2) Relationship based on hereditary or hereditary relationship:

In Jajmani System there is a hereditary relationship. If fathered has done a job in a particular family son would also do it. On the other hand if a family has been served by the father it would be obligatory for the family to employ the son for that job. If there is a separation or division of the family these laborers are also divided. When a person has no son and only a daughter, then the rights is passed to the husband of the daughter.

Jajamani rights are in fact equally distributed, in the village. When the male member in a family of Praja increases the rights get splitter. The quantum grown when there is increase in the members of the family of jajman and all these things go on in a here dietary manner that is from father to the son and so on.

According to N.S.Reddy, “the right to Jajmani work is treated as any other right of property. It passes from father to son and is equally proportioned among brothers when they separate. In the case of a family with an only daughter, her husband succeeds to her father rights.

3) Protection of hereditary occupations:

The system of Jajmani System provides a protection to the hereditary occupation. Members of a particular caste continue to perform their occupation. They are paid for their services. Because of these payments they are able to earn their livelihood and so their hereditary occupation is preserved.

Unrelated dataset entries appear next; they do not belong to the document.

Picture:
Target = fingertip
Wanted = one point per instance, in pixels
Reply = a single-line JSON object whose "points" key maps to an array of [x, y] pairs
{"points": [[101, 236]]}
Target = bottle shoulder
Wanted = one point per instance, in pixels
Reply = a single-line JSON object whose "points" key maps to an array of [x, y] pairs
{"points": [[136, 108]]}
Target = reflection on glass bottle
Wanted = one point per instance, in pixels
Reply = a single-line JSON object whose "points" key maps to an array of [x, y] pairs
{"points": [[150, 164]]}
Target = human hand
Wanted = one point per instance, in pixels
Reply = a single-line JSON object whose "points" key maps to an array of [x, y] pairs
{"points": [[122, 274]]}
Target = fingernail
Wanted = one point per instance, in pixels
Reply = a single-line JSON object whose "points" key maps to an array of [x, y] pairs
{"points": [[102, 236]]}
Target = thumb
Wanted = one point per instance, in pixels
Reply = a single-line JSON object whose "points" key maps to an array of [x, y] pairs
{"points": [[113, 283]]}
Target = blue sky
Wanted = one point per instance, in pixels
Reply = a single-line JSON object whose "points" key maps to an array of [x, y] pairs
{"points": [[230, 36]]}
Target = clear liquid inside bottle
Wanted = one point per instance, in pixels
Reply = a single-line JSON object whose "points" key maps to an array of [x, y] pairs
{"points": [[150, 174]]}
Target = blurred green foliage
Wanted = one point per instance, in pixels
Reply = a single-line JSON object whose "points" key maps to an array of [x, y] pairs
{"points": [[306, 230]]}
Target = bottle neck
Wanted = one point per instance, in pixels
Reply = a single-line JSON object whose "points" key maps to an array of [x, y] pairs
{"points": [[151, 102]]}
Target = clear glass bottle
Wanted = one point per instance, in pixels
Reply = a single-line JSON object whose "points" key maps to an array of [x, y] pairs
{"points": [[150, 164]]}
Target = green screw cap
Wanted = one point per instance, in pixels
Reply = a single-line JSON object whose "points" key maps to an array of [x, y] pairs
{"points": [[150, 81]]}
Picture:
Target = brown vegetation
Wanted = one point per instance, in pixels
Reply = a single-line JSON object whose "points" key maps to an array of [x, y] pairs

4) Payment for the services rendered:

In Jajmani System, there is an arrangement for payment for services rendered by Praja or Kamin. The jajman in the past used to pay them in form of grains and other agricultural yields. Now with the introduction of currency they are paid sometimes in cash and sometimes in kind. Through this payment the interest of the Praja were maintained. The studies that are carried out by the scholars in regard to Jajmani System of various villages yielded the results that the payment made in form of kinds was quite sufficient for them.

For example a carpenter who repaired the agricultural implements of the farmer in a Rajput village of Madhya Pradesh got one mound of food grains in a year and 2 1/2 seers of food at the time of harvesting. It means that if he had 10 familiar as his jajman he could think of getting 10 mounds of food grains in the year and 25 seers food at the time of harvesting.

5) Peace and security:

As a result of Jajmani System, the farmers were assured of the services while the Prajajana were secured of their livelihood. This kept them free from worrying about employment. Since the jobs that were secured were of a specialised nature the farmers got their requirements while the Kamins secured the livelihood. The old age customs and traditions had made these adjustments smooth and nobody had to bother.

This does not mean that everything was very smooth, nice and rosy. There were lot of differences and problems and these differences and problems cropped from village to village.

6) Differences in scope of work:

The work of the Kamins was not confined to one family if it were so, they would actually starve. Most of these Kamins had such a job to do that they could do it for a large member of families. This made their livelihood possible. Sometimes some of these families ‘Prajajan’ or ‘Kamin’ had their Jajmani in more that one village.

In fact the range and the scope of activity of these Praja were determined by their activity. A sweeper would attend to 10 to 15 families while a barber could shave about 50 to 60 persons. Apart from it if a village was prosperous or had large number of persons these Prajajana or Kamins shall have good business. On the other hand if village was not prosperous and there were very few people they would not get much.